You spend four (plus) years invested in being a “student” in this place. Your life is defined by your endless hours of schoolwork, classes, and other activities. You always look weather beaten, especially around finals time, and you’re practically venerated for it. And yet, minutes after you graduate people think of your struggles as a thing of the past. It doesn’t matter if you’ve been alum for five days or five decades, you’re suddenly about as relevant as a Civil War veteran. You are no longer considered an authority regarding classes or school events or anything pertaining to the private workings of your school . Increasingly, you’re forced to qualify every piece of information you give with a phrase like “when I was there..”.

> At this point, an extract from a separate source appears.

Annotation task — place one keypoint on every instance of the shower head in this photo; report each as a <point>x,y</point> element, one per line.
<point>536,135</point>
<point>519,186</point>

It’s not just credibility that you lose either. You thought your student privileges were like a birthright. You came and went as you please. But alumni can’t do that. In fact, alumni can’t do much more than haunt the grounds they trod on as their own hours earlier. Alumni are destined to forever visit their former campuses, having no real business there but to resurrect shadows of their former glory, yet expecting a red carpet and fanfare to await their return. Heck, you’d even settle for a smile and a “Welcome back!”. Instead, you stand there reminiscing at your favourite places, silently begging for someone to acknowledge and celebrate with you those memories that you made there but no one does. Then you get elbowed by students running to get to class, who may or may not be visibly peeved at the “visitors” in their way.
So yes, I’m pleased and proud to have been a part of my schools for any length of time, to be sure. But this awkward period between a student and being whatever else this next stage will be is both humiliating and exhilarating. I’m not a big fan of labels, but not knowing what to say or do with myself this summer is weighing on me and my fellow graduates. And being constantly reminded that we are now alumni is doing nothing to help.